I am inclined to think (and I actually have some practical knowledge of the subject) that they did. Or at least I am not convinced by this argument that they didn't:
"My status as a new Canadian is not a private one. ... It's definitely a secondary purpose, they've repurposed the information from providing client services to me to doing their own self promotion," said Steeves, of the department of criminology.
"I might not be too happy if they called and I'd have the right to say no, but it seems to me that my status of citizen is still a matter of publicity."
Unless there exists a list of recent immigrants that I don't know about that's available to the public, in the same way the white pages are available to the public ("is publicly available and is specified by the regulations"), then it doesn't seem that this use of the personal information meets the criteria given in section 7 for using such information without consent. If Citizenship and Immigration Canada doesn't have a note on their forms saying that they may recruit you for cheapass PR stunts based on what you put on said forms, then they may have gone beyond what they are allowed to do with information they collected from the new Canadians they called trying to arrange their faux citizenship ceremony for Sun TV.

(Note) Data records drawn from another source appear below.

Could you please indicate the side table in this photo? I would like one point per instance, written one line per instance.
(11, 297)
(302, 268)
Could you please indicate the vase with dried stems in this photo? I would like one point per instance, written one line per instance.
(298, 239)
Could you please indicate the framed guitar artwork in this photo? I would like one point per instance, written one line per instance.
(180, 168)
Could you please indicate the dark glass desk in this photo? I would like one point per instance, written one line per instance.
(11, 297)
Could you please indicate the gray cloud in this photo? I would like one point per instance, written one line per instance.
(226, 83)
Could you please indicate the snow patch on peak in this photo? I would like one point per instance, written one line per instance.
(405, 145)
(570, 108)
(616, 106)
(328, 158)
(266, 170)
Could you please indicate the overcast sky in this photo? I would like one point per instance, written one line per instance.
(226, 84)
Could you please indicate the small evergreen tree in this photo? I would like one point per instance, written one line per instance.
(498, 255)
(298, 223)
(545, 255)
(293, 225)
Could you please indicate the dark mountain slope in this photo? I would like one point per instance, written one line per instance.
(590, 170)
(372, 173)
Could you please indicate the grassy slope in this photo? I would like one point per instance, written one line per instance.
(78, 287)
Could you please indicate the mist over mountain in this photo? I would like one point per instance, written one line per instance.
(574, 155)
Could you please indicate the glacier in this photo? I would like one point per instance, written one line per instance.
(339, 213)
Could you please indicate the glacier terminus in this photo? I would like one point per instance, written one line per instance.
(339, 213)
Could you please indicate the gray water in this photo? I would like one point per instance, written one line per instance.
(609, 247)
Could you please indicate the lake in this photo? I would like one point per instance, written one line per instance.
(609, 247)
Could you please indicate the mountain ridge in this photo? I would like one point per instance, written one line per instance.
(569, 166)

Mind you, as the gal from the Privacy Commission indicates:
Anne-Marie Hayden, a spokeswoman for Stoddart, said the office couldn't speculate on whether there had been a violation of the Act without conducting a detailed examination.
"If, however, an individual who was contacted has concerns that this may have been a privacy violation, they could file a complaint with our office and we would investigate," Hayden said.
... its a complaints driven process, and if the people actually contacted by Kenney's office don't bitch, nothing is likely to happen.